This study has certain limitations. The discrepant associations observed across different tumor types underscore the context-dependent functionality of ZNF668, warranting further investigation to delineate its specific mechanistic roles. Furthermore, while ZNF668 shows promise as a biomarker, its prognostic and diagnostic utility requires robust validation in larger, prospectively collected clinical cohorts. Critically, the proposition of Dasatinib as a putative inhibitor of ZNF668 is currently based solely on in silico predictions; therefore, empirical corroboration via biophysical assays, such as the cellular thermal shift assay or surface plasmon resonance, is required to confirm a direct interaction.

5. Conclusions

In summary, this study redefines ZNF668 as a key mediator of immunosuppression and a biomarker for poor prognosis. Our work reconciles the conflicting reports of ZNF668’s tumor-suppressive in vitro activities with its clear pro-tumorigenic association in patients, identifying the TME as the decisive, context-dependent switch, which is mechanistically underscored by a strong correlation with CAF abundance that cultivates a T-cell-exhausted, immunosuppressive landscape. This association provides a clear rationale for targeting ZNF668, with Dasatinib identified as a potential inhibitor. Our study provides a new framework for restoring effective anti-tumor immunity by targeting ZNF668 to dismantle the immunosuppressive TME.

Supplementary Materials

The following supporting information can be downloaded at: https://www.mdpi.com/article/10.3390/cimb47120997/s1.

Author Contributions

Conceptualization, X.H. and C.H.; Methodology, X.H. and J.G.; Project Administration, S.C.; Resources, X.H.; Data Curation, X.H. and W.H.; Formal Analysis, X.H. and H.Z.; Supervision, C.H.; Writing—Original Draft, All authors; Writing—Review and Editing, All authors. All authors have read and agreed to the published version of the manuscript.

Funding

This research received no external funding.

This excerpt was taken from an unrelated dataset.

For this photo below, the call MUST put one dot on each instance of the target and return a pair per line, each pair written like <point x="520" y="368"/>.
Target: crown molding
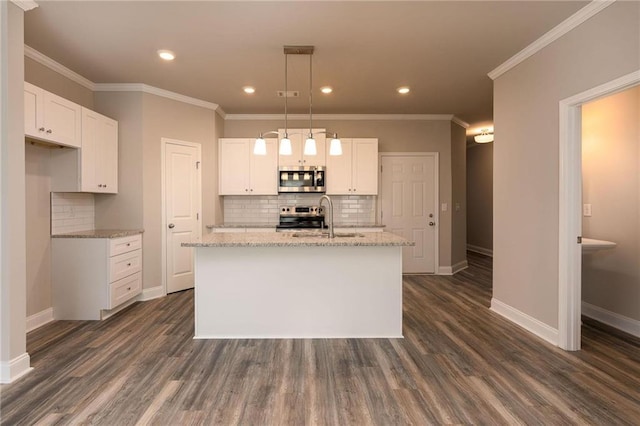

Institutional Review Board Statement

The study was conducted using publicly available data from The Cancer Genome Atlas (TCGA), the Human Protein Atlas (HPA), and the Clinical Proteomic Tumor Analysis Consortium (CPTAC). According to Article 32 of the “Measures for the Ethical Review of Life Science and Medical Research Involving Humans” (People’s Republic of China, 2023), the research was exempted from ethics committee review as it involved publicly available and non-identifiable human data.

Informed Consent Statement

Patient consent was waived as the study used only publicly available and de-identified datasets.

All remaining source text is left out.